Cutaneous signs of liver disease: value for prognosis of severe fibrosis and cirrhosis
Article first published online: 27 FEB 2008
© 2008 The Authors
Volume 28, Issue 5, pages 659–666, May 2008
How to Cite
Niederau, C., Lange, S., Frühauf, M. and Thiel, A. (2008), Cutaneous signs of liver disease: value for prognosis of severe fibrosis and cirrhosis. Liver International, 28: 659–666. doi: 10.1111/j.1478-3231.2008.01694.x
- Issue published online: 27 FEB 2008
- Article first published online: 27 FEB 2008
- Received 12 December 2007Accepted 17 December 2007
- hepatitis B;
- hepatitis C;
- palmar erythema;
- skin disease;
- spider naevi
Background/Aims: Although physicians have looked for cutaneous signs of liver disease for more than a century, their prognostic value has never been evaluated systematically.
Methods: Therefore, cutaneous changes were prospectively recorded in all patients referred for liver biopsy from June 2000 to May 2004. Fibrosis was staged from F0 to F4 according to Desmet and Scheuer. The analysis included 744 patients, 520 of whom had chronic hepatitis C while the remaining had other diseases.
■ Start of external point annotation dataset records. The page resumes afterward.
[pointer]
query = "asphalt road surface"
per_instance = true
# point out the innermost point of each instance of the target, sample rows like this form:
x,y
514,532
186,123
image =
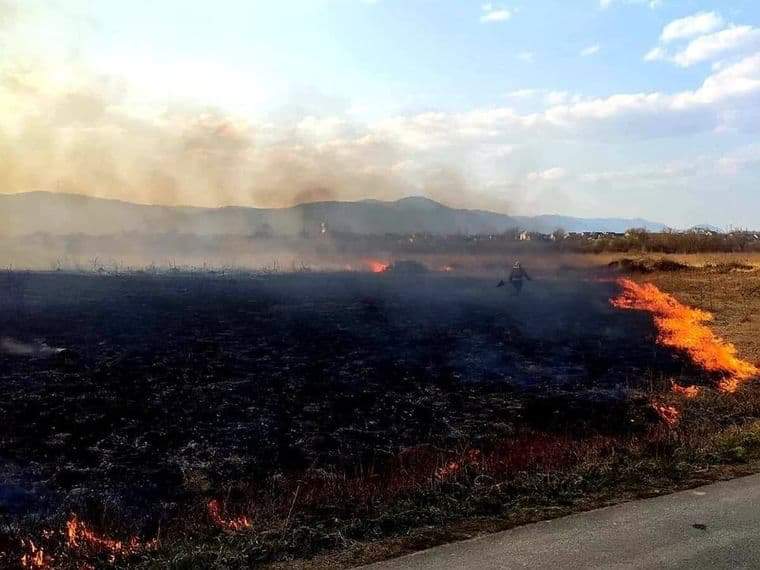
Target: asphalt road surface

Results: By univariate analysis, the frequency of several skin changes was associated with the degree of fibrosis. In general, at fibrosis F0–1 skin changes were infrequent; they became more frequent at F2 and were frequent at F3–4. To analyse the predictive value of skin changes, patients with fibrosis F0–2 were compared with those with F3–4. Final logistic regression included spider naevi, palmar erythema, teleangiectasia, bleeding signs and dry skin as well as age and gender. When routine laboratory values were included in the analysis, prothrombine time, γ-glutamyltransferase and albumin proved to be significant. Receiver operating characteristic (ROC) showed a good discrimination of fibrosis F0–2 from F3–4 by the modelled score on combining skin changes and laboratory tests: at the cost of 2% of non-diagnosed patients with F3–4, one might have saved 60% of biopsies. ROC was less useful in discriminating fibrosis F0–1 from F2–4. The discriminative power of skin changes was better than the laboratory values and the aspartate aminotransferase/platelet ratio.
Conclusions: The results prove that it is quite useful to look for skin changes in patients with liver disease.